Do What Energizes You
Legislative advocacy is not everyone’s cup of tea, and while I am encouraging folks to get into it, I don’t dare suggest that this is the only way we can or should work for social change and social justice. As Bruce Levine says, “if the ultimate goal is a more democratic society, then we should respect that each among us needs to do what builds our self-respect the most.” Media advocacy and letters to the editor are always needed. “Being the media” and creating and sharing our own blogs, podcasts, and videos are equally valuable pursuits. Nonviolent direct action is also very much necessary at this time. We need marches and rallies and events and teach-ins to be happening everywhere in opposition to this frightening legislation and all that it represents.

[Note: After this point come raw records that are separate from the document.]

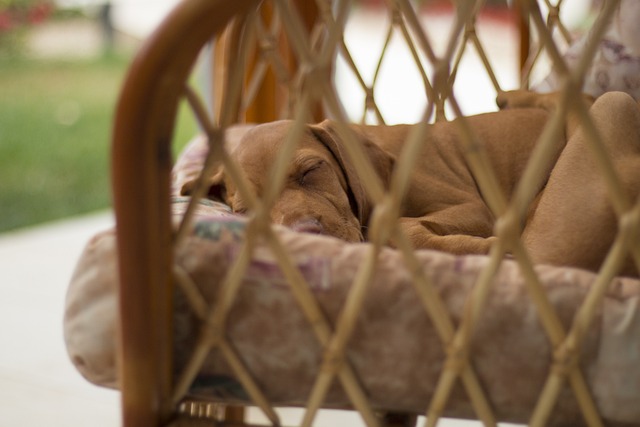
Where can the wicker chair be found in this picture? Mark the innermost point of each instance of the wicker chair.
(274, 60)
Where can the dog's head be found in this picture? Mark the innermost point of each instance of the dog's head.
(322, 193)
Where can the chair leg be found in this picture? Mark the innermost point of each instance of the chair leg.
(399, 419)
(233, 414)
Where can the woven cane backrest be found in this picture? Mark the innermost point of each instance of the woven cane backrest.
(278, 43)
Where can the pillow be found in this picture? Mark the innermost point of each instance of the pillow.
(394, 350)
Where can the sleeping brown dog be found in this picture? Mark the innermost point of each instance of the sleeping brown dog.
(570, 223)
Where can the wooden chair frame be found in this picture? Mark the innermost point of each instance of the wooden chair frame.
(141, 180)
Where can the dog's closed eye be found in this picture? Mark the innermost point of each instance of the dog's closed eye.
(310, 175)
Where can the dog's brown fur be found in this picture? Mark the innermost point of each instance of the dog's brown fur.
(571, 222)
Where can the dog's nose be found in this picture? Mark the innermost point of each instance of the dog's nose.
(307, 225)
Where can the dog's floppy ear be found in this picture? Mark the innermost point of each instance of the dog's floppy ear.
(381, 161)
(214, 183)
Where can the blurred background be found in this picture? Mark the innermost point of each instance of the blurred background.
(61, 65)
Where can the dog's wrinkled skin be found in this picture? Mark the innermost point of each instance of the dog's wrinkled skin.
(570, 222)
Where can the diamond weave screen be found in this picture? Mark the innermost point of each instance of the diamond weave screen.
(279, 59)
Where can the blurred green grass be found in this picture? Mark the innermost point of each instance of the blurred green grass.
(55, 128)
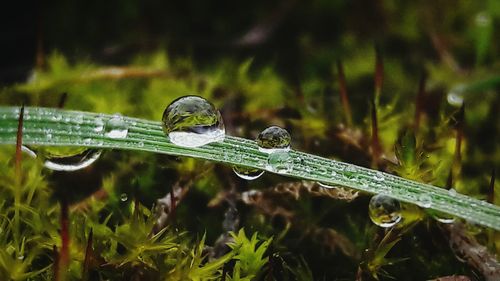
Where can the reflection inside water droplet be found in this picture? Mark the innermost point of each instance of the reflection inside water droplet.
(247, 173)
(192, 121)
(384, 211)
(273, 139)
(116, 127)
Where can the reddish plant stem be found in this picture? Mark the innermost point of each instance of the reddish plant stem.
(63, 258)
(376, 147)
(491, 192)
(419, 103)
(88, 256)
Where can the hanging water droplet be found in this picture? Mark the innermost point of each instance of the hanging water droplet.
(192, 121)
(424, 201)
(71, 162)
(116, 127)
(247, 173)
(280, 162)
(273, 139)
(123, 197)
(384, 211)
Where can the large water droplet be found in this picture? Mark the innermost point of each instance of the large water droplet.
(424, 201)
(280, 162)
(116, 127)
(384, 211)
(455, 96)
(247, 173)
(192, 121)
(69, 163)
(273, 139)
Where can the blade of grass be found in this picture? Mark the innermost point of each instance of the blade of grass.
(72, 128)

We also can be right now creating the world we want to see. We do not need to wait for social change to be funded or legislated. Isolated and seeking support in your area? Build community. Start a cooperative to provide peer-to-peer support and support for struggling families in your community. Start a local dialogue on trauma, social inequality, and the real causes of violence and suicide. Frustrated at the lack of real community-based alternatives for people in crisis in your area? Find out who else in your local networks might also care about creating viable alternatives, and get the conversation started as to how to make it happen. Start a babysitting co-op so parents of young children can more easily spend some time on social justice and grassroots organizing. These are just a few examples; the possibilities are endless.
The idea is to dream up how we can take back our power, as individuals and communities. In this way, we attain power together—control over how we determine our own lives, and the collective will to solve our collective problems.